I was always worried she would decide she didn’t want to be my friend, but one day after we had shared a bedroom for a week she was like, “Girl, you’re my best friend for life.” After school I spent most of 2008-2011 and my spare money flying to Brooklyn to visit her whenever either one of us had a meltdown, crisis or need to see each other’s silly face. I helped her complete her thesis and she always gave me some much-needed affection and arepas.
So ironically, this part of me is very sad/happy/jealous that she is about to get married and thus, eliminating her need for me. She is acquiring new “sisters” (in-law) and they are all going to be spouses to the same family of brothers and bear children of the same last name and she is doing this way before I have found someone.
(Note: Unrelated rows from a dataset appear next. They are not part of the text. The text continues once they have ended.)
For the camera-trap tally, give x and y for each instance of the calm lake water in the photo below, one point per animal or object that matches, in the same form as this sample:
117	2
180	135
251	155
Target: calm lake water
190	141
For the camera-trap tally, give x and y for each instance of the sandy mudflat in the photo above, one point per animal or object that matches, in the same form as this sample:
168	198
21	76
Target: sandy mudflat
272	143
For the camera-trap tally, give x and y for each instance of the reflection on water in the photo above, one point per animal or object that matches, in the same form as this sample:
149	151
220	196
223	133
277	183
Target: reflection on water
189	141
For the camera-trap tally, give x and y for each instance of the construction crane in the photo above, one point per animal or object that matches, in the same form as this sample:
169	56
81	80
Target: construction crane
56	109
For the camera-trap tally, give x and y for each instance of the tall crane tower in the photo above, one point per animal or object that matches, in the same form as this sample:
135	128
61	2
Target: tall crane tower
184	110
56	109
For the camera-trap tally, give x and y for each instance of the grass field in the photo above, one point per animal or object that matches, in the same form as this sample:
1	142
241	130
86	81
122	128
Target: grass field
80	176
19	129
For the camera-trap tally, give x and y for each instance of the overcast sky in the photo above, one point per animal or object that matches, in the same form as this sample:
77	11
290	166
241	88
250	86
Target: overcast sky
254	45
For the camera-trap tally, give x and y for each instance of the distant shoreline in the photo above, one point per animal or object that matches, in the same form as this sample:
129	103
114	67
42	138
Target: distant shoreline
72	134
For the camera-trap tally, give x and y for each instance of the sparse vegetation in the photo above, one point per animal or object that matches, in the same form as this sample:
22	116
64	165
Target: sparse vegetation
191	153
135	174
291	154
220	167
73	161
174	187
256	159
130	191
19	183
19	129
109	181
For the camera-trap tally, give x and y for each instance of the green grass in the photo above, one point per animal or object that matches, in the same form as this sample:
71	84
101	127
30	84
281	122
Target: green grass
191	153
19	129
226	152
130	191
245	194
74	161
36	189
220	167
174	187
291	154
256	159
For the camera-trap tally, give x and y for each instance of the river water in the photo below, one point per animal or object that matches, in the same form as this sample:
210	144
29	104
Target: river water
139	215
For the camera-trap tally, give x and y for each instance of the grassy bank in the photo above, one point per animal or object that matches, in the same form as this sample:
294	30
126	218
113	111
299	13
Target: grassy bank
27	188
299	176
I always assumed we’d be doing this together and I can hardly leave my house to even meet someone, let alone trick them into marrying me. I’m so jealous, and so fearful that she won’t need me because here I am just moving across the country, alone.
But I have this mantra, the grass isn’t always greener and I know that it isn’t. I know her secrets and I know the hard things and I am very happy. She is marrying my friend, who while not perfect will love/protect/provide her with an amazing life.
I cried at least 3 times today. One, on the Amtrak through Illinois to Wisconsin, because well, fuck. My best friend from high school told me she was pregnant, my best friend from undergrad is getting married and I am still wandering through life alone, and not sure if all these “normal” things are going to happen for me. The second cry was when I was driving a rental car through Wisconsin, listening to satellite radio when “Long December” (yes, that song by the Counting Crows- WTF!!!) made me cry and once in the back of my parents Ford Focus because they are just so damn cute, and I want a human that loves me like that.
I’m rambling now, but I’m (an organized) mess and I’m so happy for my loved ones but not sure what the heck I’m doing. This weekend has me feeling the feels (and I’m a feeler). I have this friend who is in a similar life boat to me, and it’s just so funny how life works. A month ago I was standing next to him in St. Louis watching LCD Soundsystem and he was in that moment, the only person I needed to be standing next to. It was perfectly random, but after 10 years we found ourselves in the same place at the same time. And it makes me think- sometimes we all feel like we are doing all this alone but sometimes all it takes is a poke into the universe to share incredible moments with people that see our real selves.
I’m gonna try to cry less and do more. I need to learn how to play the drums. That is a thought that just won’t go away and I’m not getting any younger.
I hope your travels are amazing. Send me a postcard soon.